Table 5-15. Attribute
Name | Description | Value | Type | Source |
---|---|---|---|---|
sched | Operation scheduling algorithm used by the PE such as ASAP, ALAP, List scheduling etc. | PIPELINE, LIST_SCHED | String | User select |
This model consists of the LLVM operations and their mapping to a pipelined datapath as defined in Datapath model. Please note that operation model uses LLVM operations instead of the specific set instruction sets or operations to make estimation framework re-targettable. LLVM operations can be easily mapped to the operations or instructions supported by the PE. To give an example, 'add', 'addc', 'addk' and 'addkc' instructions in the instruction set of MicroBlaze can be mapped to 'add' operation in LLVM instruction set. One LLVM operation can take care of several data types. Therefore, data type of variable for the operation should be also specified. Unless data type for the operation is not specified, no input or integer type is assumed.
The mapping of LLVM operation to a pipelined datapath consists of two steps. The first step is to map an operation to a set of pipeline stages and the second is to map available functional units to the pipeline stage. This mapping is done by two references, pipeline stage reference and functional unit reference explained later.
Table 5-17. Attribute
Name | Description | Value | Type | Source |
---|---|---|---|---|
name | Name of LLVM instruction | LLVM instruction | String | A set of LLVM instruction |
var_type | Type of operand for LLVM instruction | int, float, double | String | User select |
The pipeline stage reference consists of two flags and a pointer to a pipeline stage defined in Datapath model. Two flags are 'demand operand' and 'commit result' that specify the pipeline stages where the operation needs operand and commits the result, respectively.
Table 5-19. Attribute
Name | Description | Value | Type | Source |
---|---|---|---|---|
name | Pointer to a pipeline stage | Name of a pipeline stage | String | Datapath model |
flags | Specify 'demand operand' and 'commit result' | 'COMMIT', 'DEMAND' 'COMMIT DEMAND' | String | User select |
Functional unit reference is used to associate a pipeline stage with functional units used by operation in the pipeline stage. It specifies a type of functional unit along with its operation mode.

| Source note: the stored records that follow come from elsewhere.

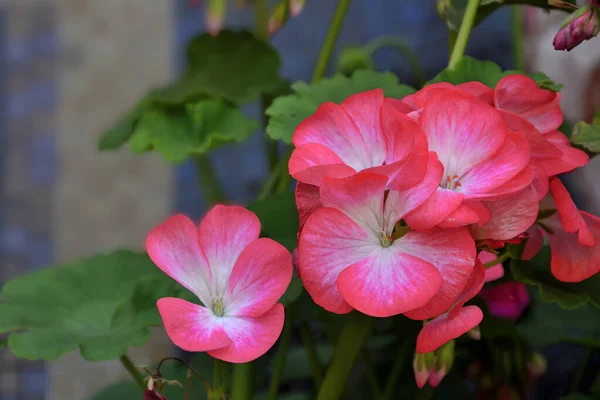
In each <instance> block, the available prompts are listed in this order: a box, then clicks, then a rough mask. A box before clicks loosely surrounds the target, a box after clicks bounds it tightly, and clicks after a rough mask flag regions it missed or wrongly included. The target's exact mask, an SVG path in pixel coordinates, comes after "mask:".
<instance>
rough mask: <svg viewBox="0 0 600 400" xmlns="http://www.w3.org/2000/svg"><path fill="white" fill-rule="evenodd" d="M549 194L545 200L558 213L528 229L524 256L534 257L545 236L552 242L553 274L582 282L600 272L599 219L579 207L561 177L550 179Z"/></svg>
mask: <svg viewBox="0 0 600 400" xmlns="http://www.w3.org/2000/svg"><path fill="white" fill-rule="evenodd" d="M550 193H551V195H552V198H551V199H550V198H548V199H545V201H544V202H543V203H546V205H549V206H550V208H549V209H552V208H555V209H556V210H557V211H558V212H557V213H555V214H553V215H551V216H550V217H547V218H545V219H543V220H542V221H540V223H539V225H536V226H534V227H532V228H531V229H530V230H529V231H528V234H529V240H528V241H527V243H526V245H525V250H524V252H523V258H524V259H531V258H533V256H535V255H536V254H537V252H538V251H539V250H540V248H541V247H542V246H543V244H544V239H543V237H544V236H546V237H547V238H548V241H549V242H550V253H551V261H550V269H551V270H552V274H553V275H554V276H555V277H556V279H558V280H560V281H563V282H581V281H583V280H585V279H587V278H589V277H591V276H593V275H595V274H596V273H598V272H600V245H599V244H598V241H599V240H600V218H598V217H596V216H594V215H592V214H589V213H587V212H585V211H580V210H578V209H577V206H576V205H575V203H574V202H573V199H572V198H571V195H570V194H569V192H568V191H567V189H566V188H565V187H564V185H563V184H562V182H561V181H560V180H559V179H558V178H553V179H552V180H551V181H550ZM544 209H546V208H545V207H544Z"/></svg>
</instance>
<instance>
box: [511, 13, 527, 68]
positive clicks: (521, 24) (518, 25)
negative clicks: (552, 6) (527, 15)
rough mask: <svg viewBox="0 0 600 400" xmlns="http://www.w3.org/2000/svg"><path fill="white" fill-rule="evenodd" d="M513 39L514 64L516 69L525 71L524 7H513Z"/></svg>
mask: <svg viewBox="0 0 600 400" xmlns="http://www.w3.org/2000/svg"><path fill="white" fill-rule="evenodd" d="M512 37H513V64H514V66H515V68H516V69H518V70H520V71H523V70H524V69H525V52H524V50H523V45H524V40H525V37H524V35H523V7H522V6H513V7H512Z"/></svg>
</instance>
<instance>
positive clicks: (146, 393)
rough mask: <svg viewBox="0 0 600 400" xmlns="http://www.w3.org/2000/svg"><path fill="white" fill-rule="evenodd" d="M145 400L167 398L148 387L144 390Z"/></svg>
mask: <svg viewBox="0 0 600 400" xmlns="http://www.w3.org/2000/svg"><path fill="white" fill-rule="evenodd" d="M144 400H167V398H166V397H165V396H162V395H161V394H160V393H157V392H155V391H154V390H151V389H146V391H145V392H144Z"/></svg>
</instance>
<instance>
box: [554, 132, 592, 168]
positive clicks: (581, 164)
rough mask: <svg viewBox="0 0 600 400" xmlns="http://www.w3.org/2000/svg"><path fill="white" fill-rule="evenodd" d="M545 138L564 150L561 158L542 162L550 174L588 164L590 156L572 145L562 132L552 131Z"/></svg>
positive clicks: (554, 144) (561, 151)
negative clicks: (577, 148) (572, 145)
mask: <svg viewBox="0 0 600 400" xmlns="http://www.w3.org/2000/svg"><path fill="white" fill-rule="evenodd" d="M544 138H545V139H546V140H548V141H549V142H550V143H552V144H553V145H555V146H556V147H557V148H558V149H559V150H560V151H561V152H562V155H561V156H560V158H559V159H552V160H544V162H543V163H542V167H543V168H544V170H545V171H546V173H547V174H548V176H554V175H558V174H564V173H566V172H571V171H573V170H574V169H576V168H579V167H583V166H585V165H587V164H588V162H589V161H590V158H589V156H588V155H587V154H586V153H585V152H584V151H581V150H579V149H576V148H574V147H572V146H571V142H569V139H568V138H567V137H566V136H565V135H564V134H563V133H562V132H559V131H554V132H550V133H547V134H545V135H544Z"/></svg>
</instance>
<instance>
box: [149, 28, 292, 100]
mask: <svg viewBox="0 0 600 400" xmlns="http://www.w3.org/2000/svg"><path fill="white" fill-rule="evenodd" d="M187 58H188V68H187V71H186V73H185V74H184V75H183V77H182V78H181V79H180V80H179V81H177V82H175V83H174V84H173V85H169V86H166V87H163V88H161V89H157V90H154V91H152V92H150V93H149V94H148V96H147V97H146V102H147V103H152V104H159V105H163V106H174V105H181V104H184V103H187V102H190V101H192V102H194V101H196V100H198V99H202V98H206V97H219V98H223V99H225V100H228V101H231V102H233V103H236V104H241V103H248V102H252V101H254V100H256V99H257V98H258V96H259V94H260V93H263V92H268V91H271V90H274V89H275V88H277V87H278V85H279V83H280V79H279V67H280V65H281V62H280V60H279V55H278V54H277V51H276V50H275V49H274V48H273V47H272V46H271V45H270V44H268V43H267V42H264V41H262V40H260V39H257V38H256V37H254V36H253V35H252V34H251V33H249V32H245V31H243V32H231V31H227V30H225V31H221V32H220V33H219V35H217V36H211V35H209V34H208V33H205V34H202V35H200V36H198V37H196V38H195V39H194V40H192V41H191V42H190V43H189V45H188V48H187Z"/></svg>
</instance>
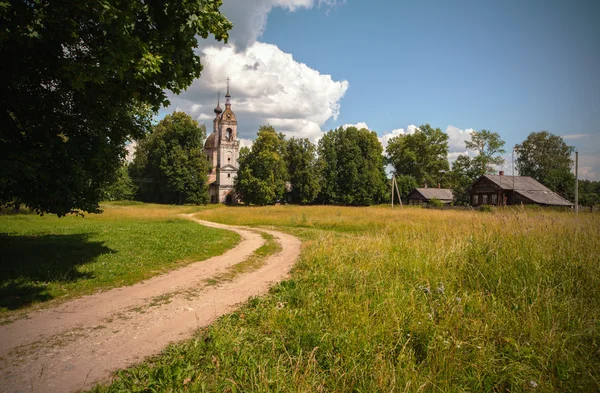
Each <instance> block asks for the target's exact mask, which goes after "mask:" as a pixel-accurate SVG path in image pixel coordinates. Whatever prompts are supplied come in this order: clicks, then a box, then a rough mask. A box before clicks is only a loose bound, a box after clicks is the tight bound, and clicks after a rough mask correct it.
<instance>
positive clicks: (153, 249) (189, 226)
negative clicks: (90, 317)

Memory model defines cache model and external memory model. Current version of ESE can support one level cache in a memory sub-system.

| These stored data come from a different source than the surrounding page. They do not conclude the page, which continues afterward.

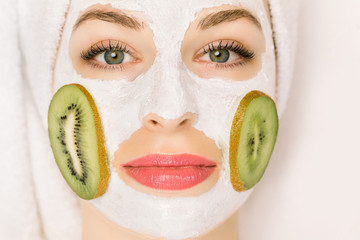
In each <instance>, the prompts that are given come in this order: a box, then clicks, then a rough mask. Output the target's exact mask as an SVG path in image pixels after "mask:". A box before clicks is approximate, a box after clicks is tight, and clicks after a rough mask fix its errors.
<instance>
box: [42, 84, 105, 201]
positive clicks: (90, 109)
mask: <svg viewBox="0 0 360 240" xmlns="http://www.w3.org/2000/svg"><path fill="white" fill-rule="evenodd" d="M48 128H49V138H50V143H51V148H52V151H53V154H54V157H55V160H56V163H57V165H58V167H59V169H60V171H61V174H62V175H63V177H64V178H65V180H66V182H67V183H68V185H69V186H70V187H71V189H72V190H73V191H74V192H75V193H76V194H77V195H78V196H79V197H81V198H83V199H87V200H90V199H94V198H97V197H99V196H101V195H102V194H104V193H105V192H106V189H107V186H108V181H109V168H108V163H107V155H106V150H105V141H104V134H103V130H102V124H101V119H100V116H99V113H98V110H97V107H96V105H95V102H94V100H93V98H92V97H91V95H90V93H89V92H88V91H87V90H86V89H85V88H84V87H83V86H81V85H79V84H69V85H65V86H63V87H61V88H60V89H59V90H58V91H57V92H56V93H55V95H54V97H53V98H52V100H51V103H50V106H49V112H48Z"/></svg>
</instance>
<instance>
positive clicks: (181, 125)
mask: <svg viewBox="0 0 360 240" xmlns="http://www.w3.org/2000/svg"><path fill="white" fill-rule="evenodd" d="M187 122H188V119H184V120H182V121H181V122H180V123H179V125H180V126H182V125H185V124H186V123H187Z"/></svg>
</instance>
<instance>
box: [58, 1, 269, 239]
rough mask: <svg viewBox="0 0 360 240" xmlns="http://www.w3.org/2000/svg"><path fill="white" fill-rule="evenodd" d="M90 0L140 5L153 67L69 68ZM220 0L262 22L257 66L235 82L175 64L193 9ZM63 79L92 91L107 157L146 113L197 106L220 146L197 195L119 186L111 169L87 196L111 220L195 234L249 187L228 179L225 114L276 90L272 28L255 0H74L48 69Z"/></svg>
mask: <svg viewBox="0 0 360 240" xmlns="http://www.w3.org/2000/svg"><path fill="white" fill-rule="evenodd" d="M97 3H103V4H108V3H110V4H112V6H113V7H114V8H118V9H122V10H124V9H128V10H135V11H142V12H144V13H145V14H146V15H147V16H149V18H150V19H151V20H152V22H151V23H150V24H149V25H150V27H151V29H152V30H153V32H154V41H155V46H156V48H157V56H156V59H155V62H154V63H153V66H152V67H151V68H150V69H149V70H148V71H147V72H146V73H144V74H142V75H141V76H139V77H138V78H137V79H135V80H134V81H132V82H130V81H128V80H127V79H115V80H111V81H101V80H96V79H85V78H83V77H82V76H81V75H79V74H78V73H76V71H75V70H74V68H73V66H72V64H71V60H70V57H69V54H68V49H69V39H70V36H71V31H72V26H73V25H74V23H75V22H76V19H77V18H78V16H79V13H80V11H83V10H85V9H86V8H87V7H89V6H91V5H93V4H97ZM222 4H232V5H235V6H243V7H245V8H247V9H249V10H251V11H252V12H253V13H255V14H256V16H257V17H258V18H259V21H260V23H261V25H262V28H263V32H264V36H265V41H266V52H265V53H264V54H263V56H262V64H263V65H262V69H261V70H260V72H259V73H258V74H257V75H256V76H255V77H254V78H252V79H249V80H246V81H239V82H235V81H230V80H224V79H202V78H199V77H198V76H196V75H195V74H193V73H191V72H190V71H188V70H187V69H186V68H185V66H184V64H183V63H182V60H181V53H180V47H181V43H182V40H183V38H184V35H185V32H186V30H187V28H188V26H189V24H190V23H191V22H192V21H193V20H194V19H195V15H196V13H197V12H199V11H201V10H202V9H203V8H209V7H214V6H220V5H222ZM174 26H176V27H174ZM104 40H106V39H104ZM119 40H121V39H119ZM87 47H88V46H87ZM69 83H79V84H81V85H83V86H84V87H85V88H86V89H87V90H88V91H89V92H90V93H91V94H92V96H93V98H94V100H95V102H96V104H97V106H98V110H99V113H100V116H101V118H102V121H103V127H104V135H105V141H106V147H107V152H108V156H109V159H110V160H112V159H113V157H114V153H115V151H116V150H117V147H118V145H119V144H120V143H122V142H123V141H124V140H126V139H128V138H129V137H130V135H131V134H132V133H134V132H135V131H136V130H138V129H139V128H140V127H141V126H142V118H143V117H144V116H146V115H147V114H148V113H155V114H157V115H159V116H161V117H163V118H167V119H174V118H178V117H181V116H182V115H183V114H184V113H186V112H193V113H196V115H197V121H196V123H195V125H194V127H195V128H197V129H198V130H201V131H203V132H204V133H205V134H206V135H207V136H208V137H210V138H211V139H214V140H215V142H216V143H217V145H218V146H219V147H220V148H221V150H222V152H223V170H222V172H221V174H220V178H219V181H218V182H217V184H216V185H215V186H214V187H213V188H212V189H211V190H210V191H208V192H206V193H204V194H202V195H200V196H196V197H177V198H166V197H157V196H150V195H147V194H144V193H142V192H138V191H135V190H134V189H132V188H131V187H129V186H128V185H126V184H125V183H124V182H123V181H122V180H121V179H120V178H119V176H118V175H117V174H116V172H115V170H114V169H111V173H112V174H111V176H110V181H109V187H108V190H107V192H106V193H105V194H104V195H103V196H102V197H100V198H98V199H95V200H92V202H93V204H94V205H95V206H96V207H97V208H98V209H99V210H101V211H102V212H103V213H104V214H105V215H106V216H108V217H109V218H110V219H111V220H112V221H114V222H115V223H117V224H118V225H121V226H123V227H126V228H129V229H131V230H134V231H136V232H141V233H145V234H150V235H153V236H157V237H164V238H166V239H185V238H189V237H196V236H199V235H201V234H203V233H205V232H207V231H209V230H210V229H212V228H213V227H214V226H216V225H217V224H219V223H220V222H222V221H224V220H225V219H226V218H227V217H229V216H230V215H231V214H232V213H234V212H235V211H236V210H237V209H238V208H239V206H240V205H241V204H242V203H243V202H244V201H245V200H246V198H247V197H248V196H249V195H250V193H251V191H247V192H241V193H238V192H236V191H234V189H233V188H232V186H231V182H230V177H229V174H230V173H229V163H228V159H229V151H228V149H229V135H230V128H231V122H232V118H233V115H234V113H235V111H236V108H237V105H238V104H239V102H240V100H241V99H242V98H243V97H244V96H245V94H246V93H247V92H249V91H251V90H255V89H256V90H260V91H263V92H265V93H266V94H268V95H269V96H271V97H273V98H274V95H275V60H274V48H273V42H272V32H271V28H270V24H269V22H268V19H267V15H266V11H265V9H264V6H263V2H262V0H256V1H254V0H238V1H229V0H220V1H219V0H216V1H215V0H204V1H189V0H182V1H176V2H175V1H166V0H160V1H149V0H141V1H134V0H128V1H121V0H114V1H86V3H84V1H78V0H73V1H72V5H71V9H70V12H69V14H68V20H67V23H66V26H65V29H64V33H63V39H62V43H61V48H60V52H59V57H58V60H57V65H56V69H55V90H57V89H59V88H60V87H61V86H63V85H65V84H69ZM110 165H111V164H110Z"/></svg>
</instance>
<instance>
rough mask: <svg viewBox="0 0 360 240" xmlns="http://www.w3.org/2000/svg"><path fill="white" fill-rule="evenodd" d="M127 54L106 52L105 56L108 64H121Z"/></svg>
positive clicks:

Current cache model is a statistical model. The model specifies cache policy and its delay for an instruction cache and a data cache. It also defines average cache hit ratio for a set of cache sizes. Please note that cache policy is not used in current version of ESE now. This attribute will be used when ESE supports a dynamic cache model.
Table 5-24. Attribute
Name | Description | Value | Type | Source |
---|---|---|---|---|
policy | Cache policy | D-Mapped, 2way-Set | String | User select |
i_cache_delay | Delay for an instruction cache | Number of cycles | Int | Data sheet |
d_cache_delay | Delay for an data cache | Number of cycles | Int | Data sheet |
Instruction cache model defines cache hit ratio for a cache size.
Data cache model defines cache hit ratio for a cache size.
The external memory latencies for memory read and memory write are specified here.